1: Voluntarily sign a written informed consent form;
2: Age ≥ 18 years old and ≤ 75 years old, both male and female are acceptable;
3: Expected survival period ≥ 3 months;
4: The physical fitness score of the Eastern Cooperative Oncology Group (ECOG) is 0 or 1;
5: Biopsy specimens or pathological paraffin sections (within 3 years prior to signing the informed consent form): target tests are both positive;
6: According to the RECIST v1.1 solid tumor evaluation criteria, there must be at least one measurable lesion, and the longest diameter evaluated by CT or MRI imaging in the baseline period must be ≥ 10 mm (excluding lymph nodes, whose short diameter must be ≥ 15 mm);
7: Advanced pancreatic cancer or colorectal cancer confirmed by histology or cytology, which has progressed through second-line or above standard treatment, or is intolerant of standard treatment, or has no standard treatment; Definition of intolerance: According to CTCAE V5.0, during the treatment process, there is a hematological toxicity of ≥ Grade IV, non hematological toxicity of ≥ Grade III, or damage to major organs such as the heart, liver, and kidneys of ≥ Grade II; The definition of treatment failure: disease progression (PD) during the treatment process or recurrence after treatment (including postoperative recurrence);
8: Can establish a single or intravenous blood collection pathway, and there are no other contraindications for blood cell isolation;
9: Having sufficient organ and bone marrow functions
10: Medical contraceptive measures.
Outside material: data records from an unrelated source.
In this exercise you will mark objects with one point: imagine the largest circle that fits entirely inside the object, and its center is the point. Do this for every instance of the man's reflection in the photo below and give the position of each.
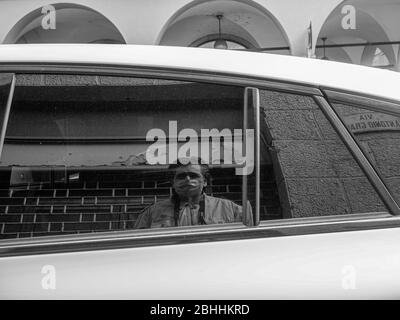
(189, 204)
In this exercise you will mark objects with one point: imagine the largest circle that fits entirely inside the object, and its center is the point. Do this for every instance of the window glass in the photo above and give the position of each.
(315, 173)
(93, 153)
(378, 134)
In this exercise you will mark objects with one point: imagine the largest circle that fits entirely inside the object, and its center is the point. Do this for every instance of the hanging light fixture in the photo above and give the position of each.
(220, 43)
(323, 41)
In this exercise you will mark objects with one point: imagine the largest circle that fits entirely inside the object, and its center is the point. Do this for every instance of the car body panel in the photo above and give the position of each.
(342, 76)
(332, 265)
(362, 264)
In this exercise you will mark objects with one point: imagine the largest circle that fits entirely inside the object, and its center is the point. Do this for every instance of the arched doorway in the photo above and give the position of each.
(361, 32)
(73, 24)
(244, 25)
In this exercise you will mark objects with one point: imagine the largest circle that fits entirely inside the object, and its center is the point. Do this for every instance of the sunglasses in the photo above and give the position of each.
(191, 175)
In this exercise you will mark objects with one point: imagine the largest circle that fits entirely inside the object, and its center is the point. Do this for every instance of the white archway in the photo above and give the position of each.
(374, 22)
(247, 22)
(73, 24)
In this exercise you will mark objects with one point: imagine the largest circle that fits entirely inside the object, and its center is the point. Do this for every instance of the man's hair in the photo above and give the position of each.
(205, 169)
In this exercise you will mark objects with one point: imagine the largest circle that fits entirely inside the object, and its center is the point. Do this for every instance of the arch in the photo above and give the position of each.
(244, 19)
(245, 43)
(371, 26)
(74, 23)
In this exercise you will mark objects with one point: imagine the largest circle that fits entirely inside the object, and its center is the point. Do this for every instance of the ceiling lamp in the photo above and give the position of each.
(324, 56)
(220, 43)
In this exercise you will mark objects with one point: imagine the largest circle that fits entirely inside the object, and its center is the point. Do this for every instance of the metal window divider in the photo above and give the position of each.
(255, 95)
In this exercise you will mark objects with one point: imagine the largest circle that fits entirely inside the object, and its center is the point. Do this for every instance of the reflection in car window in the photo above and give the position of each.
(315, 173)
(92, 153)
(378, 135)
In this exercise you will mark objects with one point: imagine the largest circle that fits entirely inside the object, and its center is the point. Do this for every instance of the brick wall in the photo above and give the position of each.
(105, 201)
(380, 145)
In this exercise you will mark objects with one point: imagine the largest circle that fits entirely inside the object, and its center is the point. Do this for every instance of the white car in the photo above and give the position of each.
(87, 136)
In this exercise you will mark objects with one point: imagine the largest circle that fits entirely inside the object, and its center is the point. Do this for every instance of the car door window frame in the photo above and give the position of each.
(193, 234)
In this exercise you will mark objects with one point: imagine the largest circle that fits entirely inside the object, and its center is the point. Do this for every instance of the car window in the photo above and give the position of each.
(315, 173)
(378, 134)
(95, 153)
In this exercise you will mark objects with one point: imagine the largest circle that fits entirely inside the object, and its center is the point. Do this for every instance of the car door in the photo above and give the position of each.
(78, 173)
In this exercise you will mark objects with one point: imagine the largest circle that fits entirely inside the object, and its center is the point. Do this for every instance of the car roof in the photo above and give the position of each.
(315, 72)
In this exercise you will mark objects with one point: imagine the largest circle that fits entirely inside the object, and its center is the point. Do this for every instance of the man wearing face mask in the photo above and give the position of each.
(189, 204)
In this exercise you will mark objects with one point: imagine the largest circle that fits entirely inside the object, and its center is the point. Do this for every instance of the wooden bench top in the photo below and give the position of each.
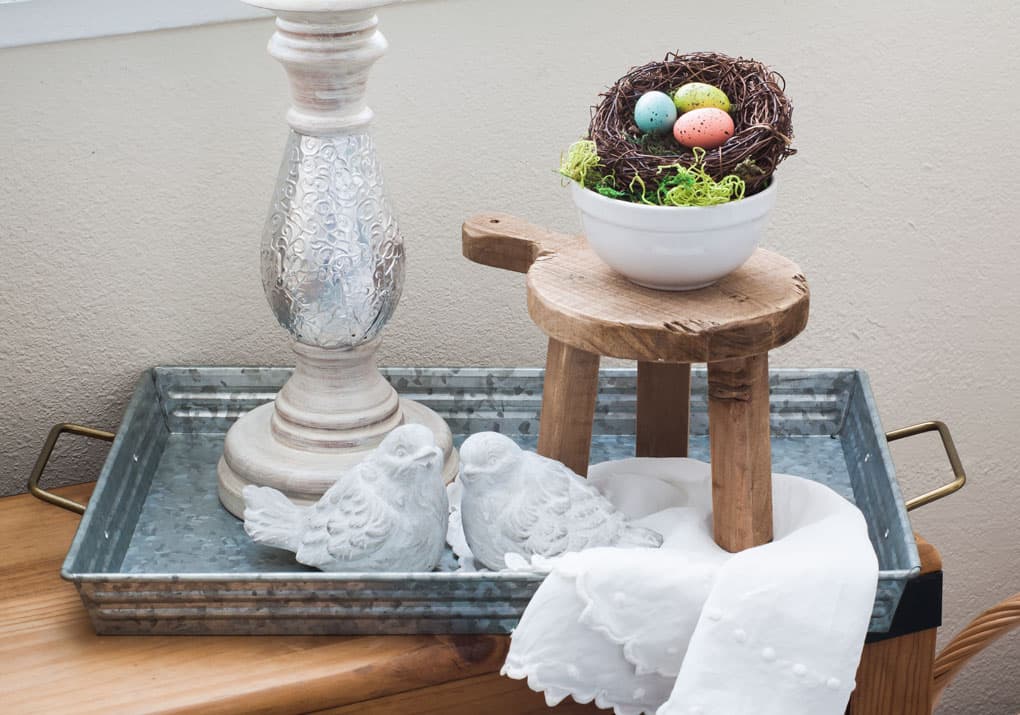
(578, 300)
Female subjects of childbearing age must undergo a pregnancy test within 72 hours before the first administration, and the result must be negative.

Exclusion criteria

1: Active central nervous system metastases (excluding those that have been treated and stabilized);
2: HIV positive, HBsAg positive with HBV DNA copy number positive (greater than the detection limit), HCV antibody positive and HCV RNA positive, syphilis non-specific antibody (RPR or TRUST) positive;
3: Individuals with mental or psychological disorders who are unable to cooperate with treatment and efficacy evaluation;
4: Subjects with severe autoimmune diseases and long-term use of immunosuppressants;
5: Within the 14 days prior to enrollment, there were active or uncontrollable infections that required systemic treatment;
6: Any unstable systemic disease (including but not limited to): active infection (excluding local infection); Unstable angina pectoris; Cerebrovascular ischemia or cerebrovascular accident (within 6 months prior to screening); Myocardial infarction (within 6 months prior to screening); Congestive heart failure (NYHA classification ≥ III); Severe arrhythmia requiring medication treatment; Heart disease requiring treatment or uncontrolled hypertension after treatment (blood pressure>160mmHg/100 mmHg);
7: Functional impairment of important organs such as lungs, brain, and kidneys;
8: The subjects have undergone major surgery or severe trauma within 4 weeks prior to receiving treatment with the investigational product, or are expected to undergo major surgery during the study period;
9: Received any systemic chemotherapy, immunotherapy, or small molecule targeted therapy within 2 weeks prior to single collection or within 5 half lives (whichever is shorter);
10: Received treatment with chimeric antigen receptor modified T cells (including CAR-T and TCR-T) within six months;
11: Severe allergies or a history of allergies;
12: Subjects requiring anticoagulant therapy;
13: Pregnant or lactating women, or those with a pregnancy plan within six months (for both men and women)
14: Researchers believe that there are other reasons why treatment providers cannot be included.